030104 developmental biology
Immunology
Cardiovascular Anatomy
Cancer research
RNA
Gene expression
Developmental Biology
Zdroj: PLoS Biology
PLoS Biology, Vol 14, Iss 8, p e1002529 (2016)
ISSN: 1545-7885
DOI: 10.1371/journal.pbio.1002529
Popis: AGGF1 is an angiogenic factor with therapeutic potential to treat coronary artery disease (CAD) and myocardial infarction (MI). However, the underlying mechanism for AGGF1-mediated therapeutic angiogenesis is unknown. Here, we show for the first time that AGGF1 activates autophagy, a housekeeping catabolic cellular process, in endothelial cells (ECs), HL1, H9C2, and vascular smooth muscle cells. Studies with Atg5 small interfering RNA (siRNA) and the autophagy inhibitors bafilomycin A1 (Baf) and chloroquine demonstrate that autophagy is required for AGGF1-mediated EC proliferation, migration, capillary tube formation, and aortic ring-based angiogenesis. Aggf1+/- knockout (KO) mice show reduced autophagy, which was associated with inhibition of angiogenesis, larger infarct areas, and contractile dysfunction after MI. Protein therapy with AGGF1 leads to robust recovery of myocardial function and contraction with increased survival, increased ejection fraction, reduction of infarct areas, and inhibition of cardiac apoptosis and fibrosis by promoting therapeutic angiogenesis in mice with MI. Inhibition of autophagy in mice by bafilomycin A1 or in Becn1+/- and Atg5 KO mice eliminates AGGF1-mediated angiogenesis and therapeutic actions, indicating that autophagy acts upstream of and is essential for angiogenesis. Mechanistically, AGGF1 initiates autophagy by activating JNK, which leads to activation of Vps34 lipid kinase and the assembly of Becn1-Vps34-Atg14 complex involved in the initiation of autophagy. Our data demonstrate that (1) autophagy is essential for effective therapeutic angiogenesis to treat CAD and MI; (2) AGGF1 is critical to induction of autophagy; and (3) AGGF1 is a novel agent for treatment of CAD and MI. Our data suggest that maintaining or increasing autophagy is a highly innovative strategy to robustly boost the efficacy of therapeutic angiogenesis.
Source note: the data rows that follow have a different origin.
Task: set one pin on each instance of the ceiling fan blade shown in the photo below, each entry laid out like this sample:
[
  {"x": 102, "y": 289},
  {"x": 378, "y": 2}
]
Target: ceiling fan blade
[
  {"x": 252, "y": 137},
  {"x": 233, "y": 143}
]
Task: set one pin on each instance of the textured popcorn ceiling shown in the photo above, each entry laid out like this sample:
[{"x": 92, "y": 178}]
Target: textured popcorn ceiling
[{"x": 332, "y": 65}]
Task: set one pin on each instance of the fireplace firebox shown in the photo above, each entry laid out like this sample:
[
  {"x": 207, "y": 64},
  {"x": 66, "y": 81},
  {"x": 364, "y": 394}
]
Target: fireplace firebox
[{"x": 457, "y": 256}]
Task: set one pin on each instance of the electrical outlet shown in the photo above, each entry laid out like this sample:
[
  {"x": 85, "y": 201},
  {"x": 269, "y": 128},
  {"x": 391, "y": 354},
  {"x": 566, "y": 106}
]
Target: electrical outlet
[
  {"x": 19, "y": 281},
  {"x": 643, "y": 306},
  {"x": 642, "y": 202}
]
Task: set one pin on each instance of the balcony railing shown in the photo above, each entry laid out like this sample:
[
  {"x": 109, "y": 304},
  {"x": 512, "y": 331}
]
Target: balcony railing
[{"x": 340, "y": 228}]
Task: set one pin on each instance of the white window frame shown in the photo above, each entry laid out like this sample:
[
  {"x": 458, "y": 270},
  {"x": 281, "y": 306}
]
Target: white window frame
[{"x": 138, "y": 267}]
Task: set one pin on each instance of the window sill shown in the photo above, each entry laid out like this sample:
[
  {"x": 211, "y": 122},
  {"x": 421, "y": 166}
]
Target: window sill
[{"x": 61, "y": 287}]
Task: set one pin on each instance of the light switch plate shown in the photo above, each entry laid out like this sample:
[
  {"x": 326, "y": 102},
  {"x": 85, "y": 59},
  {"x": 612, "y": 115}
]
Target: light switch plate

Treatment with the angiogenic factor AGGF1 dramatically improves survival and cardiac function in mouse models for coronary artery disease and myocardial infarction by activating autophagy and angiogenesis.
Author Summary Coronary artery disease is the number one killer disease worldwide. Recently, therapeutic angiogenesis has been proposed as an attractive new strategy for treating this and other ischemic diseases. This study establishes the angiogenic factor AGGF1 as a novel target and agent that can successfully treat coronary artery disease and acute myocardial infarction and dramatically improve survival and cardiac function in mouse models. We present the unexpected finding that AGGF1 has these effects via activating autophagy, and that autophagy is essential for therapeutic angiogenesis in animals. We find that AGGF1 is a novel master regulator of autophagy not only in endothelial cells but also in all other cell types examined in the study. Mechanistically, AGGF1 activates autophagy by activating JNK, which leads to activation of the Vps34 lipid kinase and assembly of the Becn1-Vps34-Atg14 complex involved in the initiation of autophagy. The study thus provides a link connecting the therapeutic angiogenesis and autophagy pathways in heart disease.